A step they should have recommended, but didn't, was to move the page file.  It could be huge.  After moving it and rebooting, I made sure there was not still a copy on drive C.  There was also apparently a Microsoft utility to protect against performance degradation due to pagefile fragmentation.

Moving the paging file was more complicated in my case, because I was using VMware.  (In other words, those who are not using VMware should skip this paragraph.)  In the case of my virtual machine, it seemed to be preset to about 2GB.  Then I came across a mention of the option of setting up a separate virtual drive, within my virtual machine, for the paging file.  The advice, there, was to go into VMware Workstation for this virtual machine and choose VM > Settings > Hardware tab > Add > Hard Disk > Next > Create a new virtual disk > IDE, Independent, Persistent > Next.  I set the disk capacity at a 4GB single file, which seemed like plenty when combined with the 2GB of RAM I was allocating to the VM.  Then, continuing with the advice, I powered up the VM and, with a series of right clicks, I initialized, partitioned, and formatted that drive, set its drive letter to I (so that it would not interfere with D or other drives I was already using), and set its pagefile.  I varied somewhat from the advice on one point; I set the size of the drive I pagefile to a minimum and maximum of 3.5GB, having heard that making the system enlarge the file could take a hit on performance.  (I originally tried 4GB, but Windows gave me warnings that the pagefile drive was running out of free space.)  Finally, they advised me to reboot again and set drive I to nonpersistent. This, it seemed, would take care of the problem of pagefile fragmentation.

They also recommended defragmenting the hard drive.  I used Smart Defrag for this purpose.  It was supposedly running all the time, but I included it in my batch file anyway because it always seemed to have things that needed to be done whenever I did open it.

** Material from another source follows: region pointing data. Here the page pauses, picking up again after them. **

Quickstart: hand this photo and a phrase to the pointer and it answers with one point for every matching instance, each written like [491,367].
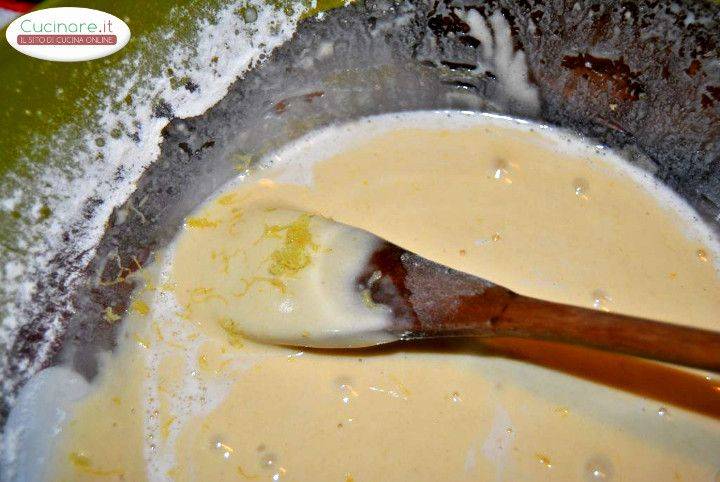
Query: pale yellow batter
[188,396]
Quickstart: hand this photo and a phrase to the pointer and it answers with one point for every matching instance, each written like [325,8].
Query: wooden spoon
[429,300]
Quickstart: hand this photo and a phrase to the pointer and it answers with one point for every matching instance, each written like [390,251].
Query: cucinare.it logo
[68,34]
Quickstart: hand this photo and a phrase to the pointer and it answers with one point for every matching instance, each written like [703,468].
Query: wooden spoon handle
[429,300]
[526,317]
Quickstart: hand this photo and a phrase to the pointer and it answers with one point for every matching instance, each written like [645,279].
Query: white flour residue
[498,56]
[105,164]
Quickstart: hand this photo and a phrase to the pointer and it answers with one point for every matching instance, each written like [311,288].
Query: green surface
[39,97]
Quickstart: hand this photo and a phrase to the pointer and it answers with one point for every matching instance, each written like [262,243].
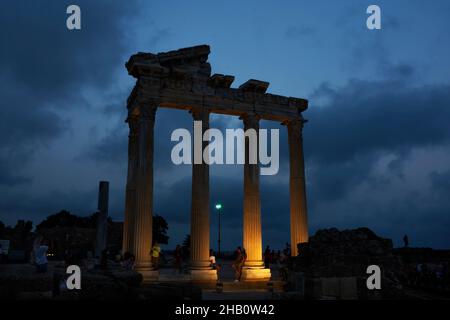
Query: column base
[149,275]
[200,265]
[255,274]
[203,275]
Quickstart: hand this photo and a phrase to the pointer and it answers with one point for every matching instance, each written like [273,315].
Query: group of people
[276,257]
[240,255]
[129,259]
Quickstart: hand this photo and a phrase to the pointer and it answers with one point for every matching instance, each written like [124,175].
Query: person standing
[267,257]
[40,257]
[406,241]
[237,264]
[178,257]
[156,252]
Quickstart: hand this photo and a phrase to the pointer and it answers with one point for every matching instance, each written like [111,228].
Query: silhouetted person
[178,258]
[406,240]
[104,259]
[156,253]
[40,256]
[267,257]
[237,264]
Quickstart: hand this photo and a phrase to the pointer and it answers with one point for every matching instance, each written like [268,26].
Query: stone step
[230,286]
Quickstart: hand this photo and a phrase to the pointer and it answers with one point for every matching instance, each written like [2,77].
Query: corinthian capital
[251,120]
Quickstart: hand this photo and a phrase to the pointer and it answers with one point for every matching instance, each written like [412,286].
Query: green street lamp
[219,208]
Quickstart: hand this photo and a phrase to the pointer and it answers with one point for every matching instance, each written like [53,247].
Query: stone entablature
[182,79]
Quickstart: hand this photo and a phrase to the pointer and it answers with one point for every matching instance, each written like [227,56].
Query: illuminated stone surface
[182,79]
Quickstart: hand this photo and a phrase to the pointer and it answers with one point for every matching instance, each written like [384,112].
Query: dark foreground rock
[335,262]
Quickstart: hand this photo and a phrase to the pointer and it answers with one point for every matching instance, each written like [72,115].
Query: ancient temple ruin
[182,79]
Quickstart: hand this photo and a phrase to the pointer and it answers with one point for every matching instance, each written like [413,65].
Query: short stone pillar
[297,185]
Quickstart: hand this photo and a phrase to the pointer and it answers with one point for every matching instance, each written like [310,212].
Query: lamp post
[218,207]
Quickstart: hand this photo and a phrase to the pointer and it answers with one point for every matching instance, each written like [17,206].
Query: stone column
[142,230]
[252,239]
[299,221]
[102,219]
[130,194]
[200,265]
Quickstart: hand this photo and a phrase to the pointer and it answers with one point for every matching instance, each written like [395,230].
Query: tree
[160,228]
[67,220]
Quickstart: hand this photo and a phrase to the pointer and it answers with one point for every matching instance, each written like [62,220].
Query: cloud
[45,69]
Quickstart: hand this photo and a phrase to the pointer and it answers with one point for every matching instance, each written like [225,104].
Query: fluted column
[130,193]
[200,198]
[144,192]
[252,239]
[297,185]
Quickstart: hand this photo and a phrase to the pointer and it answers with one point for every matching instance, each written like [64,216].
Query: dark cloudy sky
[376,144]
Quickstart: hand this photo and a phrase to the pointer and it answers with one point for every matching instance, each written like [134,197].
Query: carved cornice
[181,79]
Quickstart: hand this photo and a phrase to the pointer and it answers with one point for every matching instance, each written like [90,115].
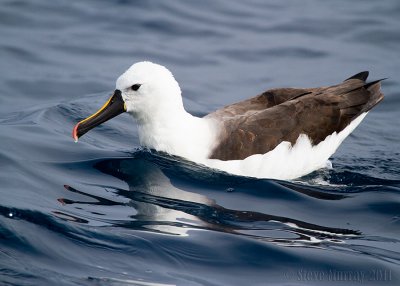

They suggested using WinXP's Disk Cleanup (command line:  cleanmgr).  Good idea, but typically this made less space than one might have imagined.  Again, there was a tradeoff:  you could make more space by deleting things that might cost you extra time (e.g., Office setup files) whenever you did next need them.

Another possibility was to run a program to see which files and folders were most space-consuming. Raymond recommended TreeSize Free and JDiskReport, both of which were portable freeware.

Someone at recommended deleting unneeded old files.  Some of this was already being taken care of, for me, via Advanced WindowsCare 2, which I had included in my Startup folder.  Still, I used a complex command to open a search dialog, where I could search for files matching these patterns.
Not every file coming up in those searches would deserve deletion, but many would.

These steps, combined, freed up about 2GB (10%) of my drive C.  The batch file I wrote to automate some of these steps looked like this:
start rundll32.exe shell32.dll,Control_RunDLL appwiz.cpl,,,
start "" "C:\Program Files\IObit\IObit SmartDefrag\IObit SmartDefrag.exe"
start cleanmgr
start "" "D:\Miscellany\Installation\Installed Here\TreeSizeFree.exe"
start "" "D:\Miscellany\Installation\Installed Here\JDiskReport.exe"
type nul > %temp%\1.fnd & start %temp%\1.fnd & del /q /f "%temp%\1.fn
It ran slowly, but it did tend to automate the steps needed in the process.